Khow leant over the table. ‘Where are we on your representation?’
Jacob reached out and touched the Kingdom of Weyland.
‘Then my son is here,’ said the gask. His hand stretched out, a finger coming down on th
e border where the last nation of the Lanca lay.
‘Heading south?’ said Wiggins, not able to hide the surprise in his voice.
Jacob felt the disappointment rising within him, crushing his heart. Nothing but woodland magic and mystical nonsense after all. ‘I think you’re mistaken.’
‘I am not. He is here,’ said Khow, tapping the map again.
‘I do not think that is likely,’ said Lucas, gently. ‘As a rule, the nations of mankind grow more civilised the further south you travel.’
‘Ain’t that the truth,’ said Wiggins. ‘Out west, across the water, they’d sell your hide in a second. Don’t have slave markets out in the Burn, just markets, you understand? And north of Rodal, well, you go far enough north and they ain’t even got swords to beat on each other, just bows and flinthead arrows. Slaves are as good as horses and cattle to the nomad hordes.’
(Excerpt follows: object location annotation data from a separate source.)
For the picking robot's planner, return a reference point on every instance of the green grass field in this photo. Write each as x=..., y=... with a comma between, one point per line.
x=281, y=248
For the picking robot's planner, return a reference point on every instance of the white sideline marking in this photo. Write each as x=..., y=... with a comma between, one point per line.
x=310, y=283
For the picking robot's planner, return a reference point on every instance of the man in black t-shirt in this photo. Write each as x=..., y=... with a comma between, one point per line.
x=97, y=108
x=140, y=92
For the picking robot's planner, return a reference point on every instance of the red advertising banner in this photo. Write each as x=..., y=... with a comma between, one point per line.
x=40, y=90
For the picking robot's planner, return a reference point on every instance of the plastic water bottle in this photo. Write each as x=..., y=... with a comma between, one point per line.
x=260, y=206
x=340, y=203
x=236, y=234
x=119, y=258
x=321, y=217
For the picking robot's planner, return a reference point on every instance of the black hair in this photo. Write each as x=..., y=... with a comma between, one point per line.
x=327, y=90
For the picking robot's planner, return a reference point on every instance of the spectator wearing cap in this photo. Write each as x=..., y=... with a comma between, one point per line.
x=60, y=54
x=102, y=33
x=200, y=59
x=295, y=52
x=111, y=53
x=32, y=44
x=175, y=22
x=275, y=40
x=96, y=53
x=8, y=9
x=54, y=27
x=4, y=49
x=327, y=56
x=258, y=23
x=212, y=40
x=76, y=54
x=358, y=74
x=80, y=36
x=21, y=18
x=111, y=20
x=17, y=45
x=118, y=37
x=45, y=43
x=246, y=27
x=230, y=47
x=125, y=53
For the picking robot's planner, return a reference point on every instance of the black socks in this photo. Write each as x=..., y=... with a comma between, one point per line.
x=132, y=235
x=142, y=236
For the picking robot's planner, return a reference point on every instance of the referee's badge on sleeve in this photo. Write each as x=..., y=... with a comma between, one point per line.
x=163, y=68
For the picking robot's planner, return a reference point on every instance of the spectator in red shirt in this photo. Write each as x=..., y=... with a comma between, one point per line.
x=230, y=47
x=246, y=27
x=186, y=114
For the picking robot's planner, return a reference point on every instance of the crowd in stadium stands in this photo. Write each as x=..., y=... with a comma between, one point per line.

The gask shrugged his shoulders. ‘We have never kept slaves among the gasks. But where I have indicated… that is where my son is. He is still being moved away from us, I fear.’
‘It’s possible, theoretically,’ said Lucas, as much to himself as the others in the room. ‘If you flew far enough south and travelled past the rumoured origin point of the trading caravans, resources would grow scarcer again. You’d eventually end up flying over countries where keeping slaves could be considered an economic proposition.’
‘Years of flight, half a lifetime to travel that far,’ said Jacob. ‘All that time… the bandits feeding and watering their slaves, fuelling their carrier’s weight as they travelled. It makes no sense? The skels have to be looking to sell Northhaven’s people as slaves in the Burn. Only a week’s flight across the sea; plenty of demand out west for slaves to bear spears and muskets for some Burn warlord.’
‘Do you have a representation of Northhaven similar to this document?’ asked Khow.
Jacob walked to his shelves in the parlour and returned with a local map. Khow examined the layout of the town for a second. He tapped the outer circle of the old town by the walls’ eastern keep. ‘One of the gasks in my party is my niece, Khbar. She is presently here, in the middle of the street, and is walking towards here.’ He placed a finger on the end of the road.